[ Densities with Frequency ]
The two plots below convey roughly the same information.
The one on the left is a histogram where the Y axis represents frequencies (i.e. how often we see values within the range associated with each bin).
The one on the right is a density (KDE estimation). The Y axis represents density (the integral should add up to one).
I typically prefer the density plot (you can adjust the but the Y axis is usually harder to interpret.
I know that KDE estimation would return a density that adds up to 1 assuming that the domain of the variable spans from -Inf to Inf, but is there any way to map the PDF resulting from KDE estimation to frequencies (e.g. scaling up the values to have frequencies)?
Is it just a matter of "scaling" of the axis? Or is there anything else involved?
Answer 1
You'll have to calculate density points first, and then plot. Read http://scikit-learn.org/stable/modules/density.html.
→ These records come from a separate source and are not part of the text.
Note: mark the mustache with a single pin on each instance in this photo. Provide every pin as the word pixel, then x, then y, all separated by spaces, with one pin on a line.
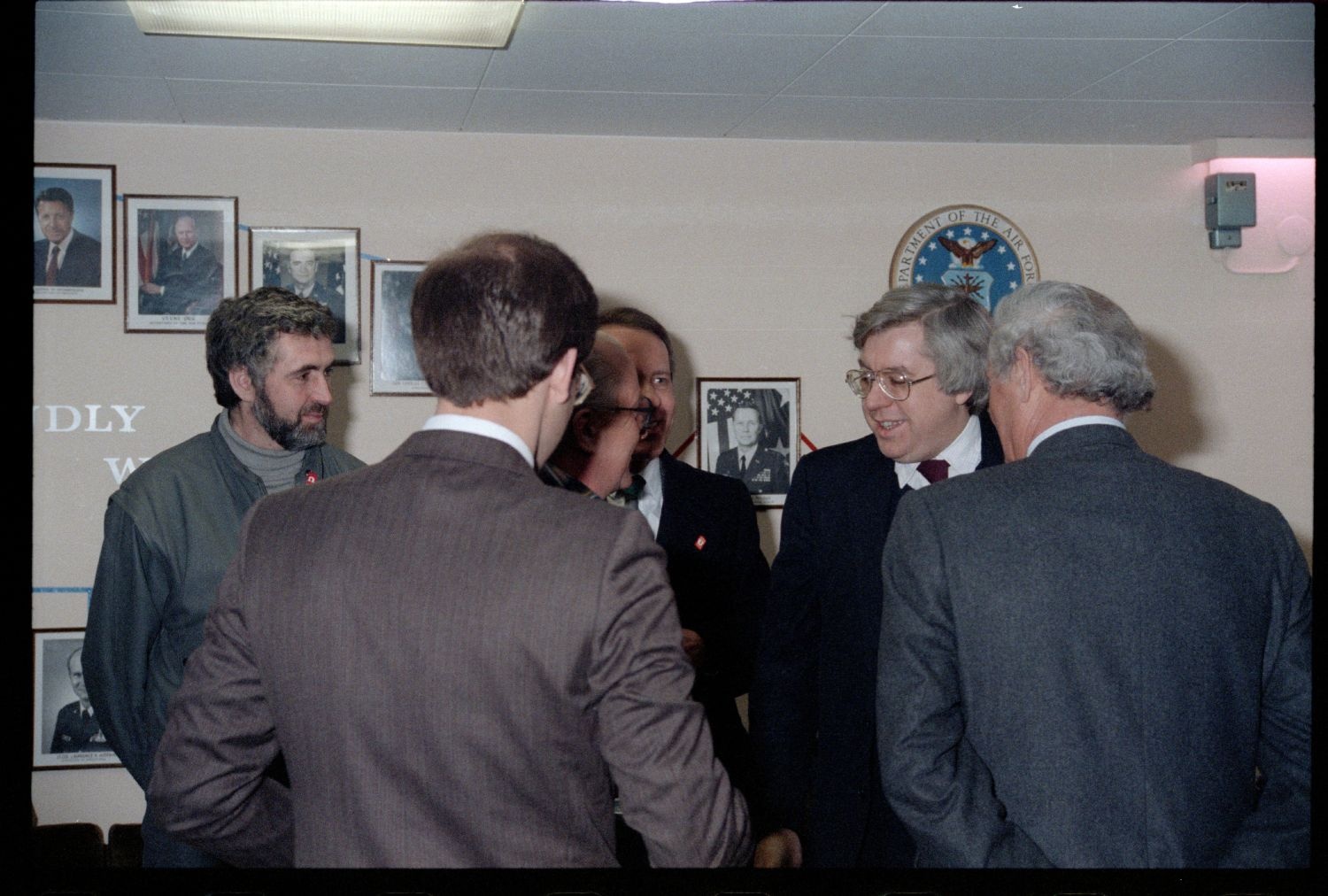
pixel 315 408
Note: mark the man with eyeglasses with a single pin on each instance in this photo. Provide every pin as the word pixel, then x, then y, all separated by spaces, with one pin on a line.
pixel 1088 656
pixel 922 384
pixel 459 661
pixel 706 526
pixel 595 452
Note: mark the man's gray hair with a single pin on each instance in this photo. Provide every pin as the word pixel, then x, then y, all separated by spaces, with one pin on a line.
pixel 242 332
pixel 955 331
pixel 1081 343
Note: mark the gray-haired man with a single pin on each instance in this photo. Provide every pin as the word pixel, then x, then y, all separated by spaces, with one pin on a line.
pixel 173 526
pixel 1091 657
pixel 922 382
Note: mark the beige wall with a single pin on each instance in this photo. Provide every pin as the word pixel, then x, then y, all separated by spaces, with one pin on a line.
pixel 756 254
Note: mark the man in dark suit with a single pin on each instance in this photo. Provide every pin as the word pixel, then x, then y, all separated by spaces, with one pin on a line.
pixel 1091 657
pixel 761 470
pixel 706 526
pixel 478 657
pixel 922 385
pixel 188 281
pixel 66 258
pixel 76 725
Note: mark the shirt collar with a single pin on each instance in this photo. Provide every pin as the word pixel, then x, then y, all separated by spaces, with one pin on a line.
pixel 963 455
pixel 1091 420
pixel 481 427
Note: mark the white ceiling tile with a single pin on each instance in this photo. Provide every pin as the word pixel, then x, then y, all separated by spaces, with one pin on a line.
pixel 871 119
pixel 1006 69
pixel 1216 69
pixel 1043 20
pixel 310 105
pixel 653 63
pixel 1102 121
pixel 1263 21
pixel 642 114
pixel 704 18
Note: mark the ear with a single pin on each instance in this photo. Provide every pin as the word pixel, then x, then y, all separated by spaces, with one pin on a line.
pixel 560 377
pixel 242 384
pixel 584 430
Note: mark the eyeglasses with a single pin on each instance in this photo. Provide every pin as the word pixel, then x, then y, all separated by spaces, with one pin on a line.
pixel 584 385
pixel 892 382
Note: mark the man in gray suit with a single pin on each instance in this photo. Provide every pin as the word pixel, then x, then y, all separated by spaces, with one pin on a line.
pixel 1091 657
pixel 459 661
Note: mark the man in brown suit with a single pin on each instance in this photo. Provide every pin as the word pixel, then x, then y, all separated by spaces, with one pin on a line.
pixel 457 661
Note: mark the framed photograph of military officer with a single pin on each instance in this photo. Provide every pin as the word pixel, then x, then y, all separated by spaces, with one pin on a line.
pixel 395 368
pixel 66 733
pixel 73 234
pixel 180 260
pixel 318 262
pixel 749 429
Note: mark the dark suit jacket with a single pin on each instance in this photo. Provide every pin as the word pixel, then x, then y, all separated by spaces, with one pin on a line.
pixel 1085 656
pixel 74 733
pixel 719 576
pixel 457 661
pixel 813 701
pixel 767 474
pixel 81 266
pixel 193 286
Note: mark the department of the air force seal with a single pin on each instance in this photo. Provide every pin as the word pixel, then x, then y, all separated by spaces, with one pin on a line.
pixel 967 247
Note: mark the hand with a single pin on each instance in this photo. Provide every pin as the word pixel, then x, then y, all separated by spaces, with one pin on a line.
pixel 693 646
pixel 778 850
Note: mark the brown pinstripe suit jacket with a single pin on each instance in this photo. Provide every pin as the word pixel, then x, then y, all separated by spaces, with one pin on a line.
pixel 456 661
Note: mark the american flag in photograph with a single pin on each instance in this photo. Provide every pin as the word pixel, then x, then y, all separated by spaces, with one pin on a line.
pixel 719 408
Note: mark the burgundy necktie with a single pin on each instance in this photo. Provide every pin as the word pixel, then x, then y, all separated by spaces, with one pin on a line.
pixel 934 470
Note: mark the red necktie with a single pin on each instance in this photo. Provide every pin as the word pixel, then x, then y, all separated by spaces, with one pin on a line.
pixel 934 470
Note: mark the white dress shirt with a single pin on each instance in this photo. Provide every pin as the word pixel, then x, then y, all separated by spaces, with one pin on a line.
pixel 481 427
pixel 963 455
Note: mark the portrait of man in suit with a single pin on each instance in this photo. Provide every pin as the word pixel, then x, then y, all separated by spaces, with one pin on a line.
pixel 188 279
pixel 76 726
pixel 64 258
pixel 762 470
pixel 520 660
pixel 303 266
pixel 921 387
pixel 1091 657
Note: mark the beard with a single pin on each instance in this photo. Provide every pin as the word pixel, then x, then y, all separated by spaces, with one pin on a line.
pixel 290 433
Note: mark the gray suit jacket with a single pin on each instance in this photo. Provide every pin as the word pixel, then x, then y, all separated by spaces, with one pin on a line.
pixel 457 662
pixel 1085 656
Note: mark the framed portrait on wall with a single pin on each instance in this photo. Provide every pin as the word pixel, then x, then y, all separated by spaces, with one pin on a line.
pixel 73 234
pixel 395 368
pixel 66 733
pixel 749 430
pixel 321 263
pixel 180 260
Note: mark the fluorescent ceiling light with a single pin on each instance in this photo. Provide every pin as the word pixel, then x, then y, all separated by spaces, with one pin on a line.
pixel 436 23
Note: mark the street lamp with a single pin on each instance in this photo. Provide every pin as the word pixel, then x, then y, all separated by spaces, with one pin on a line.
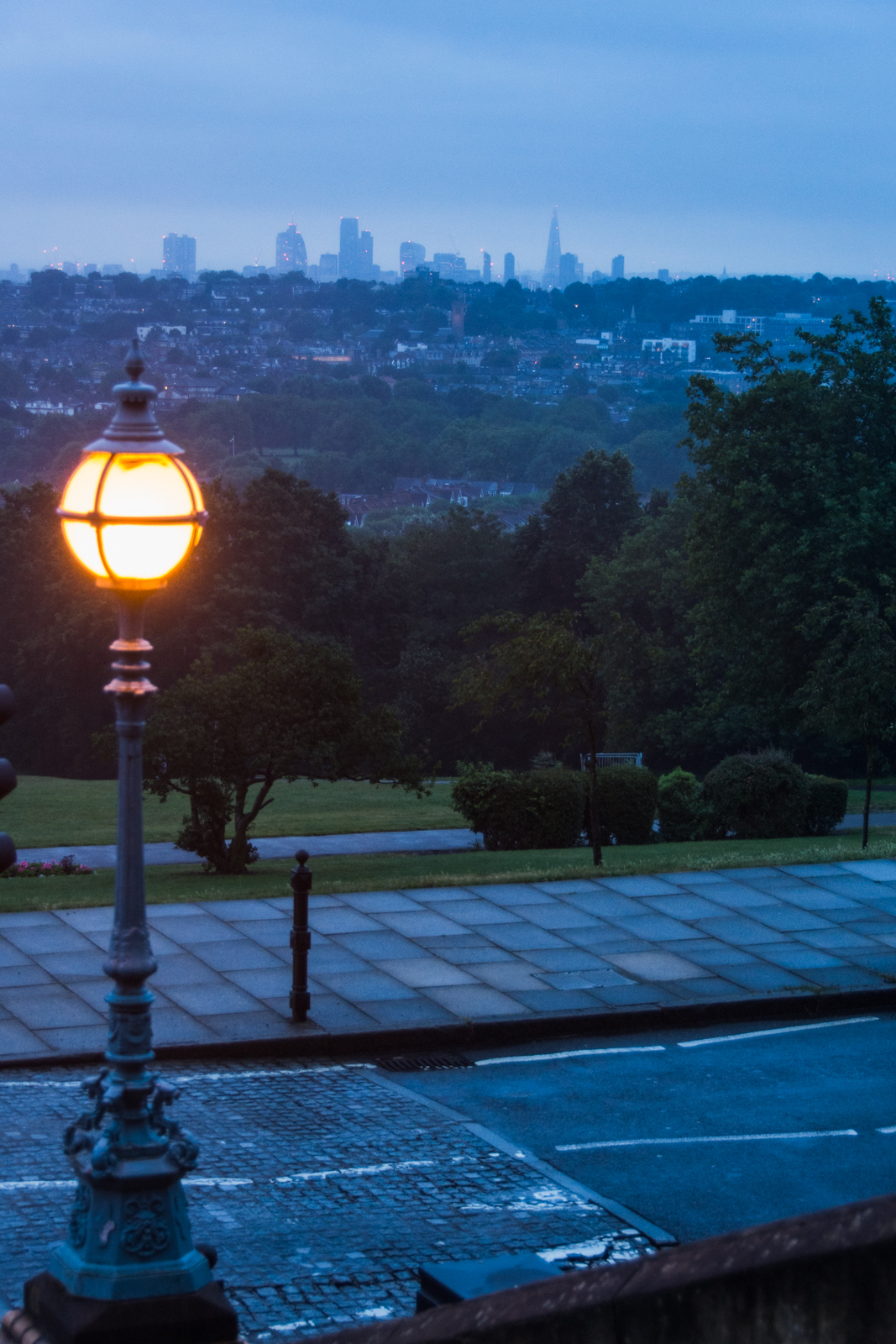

Some code:
from sklearn.neighbors.kde import KernelDensity
import numpy as np
import matplotlib.pyplot as plt
# This X is your data for the histogram
X = np.array([[-1, -1], [-2, -1], [-3, -2], [1, 1], [2, 1], [3, 2]])
X = X.reshape(-1, 1)
kde = KernelDensity(kernel='gaussian', bandwidth=1).fit(X)
x = np.linspace(X.min(), X.max(), 100).reshape(-1, 1)
density = np.exp(kde.score_samples(x))
plt.plot(x, density)
plt.show()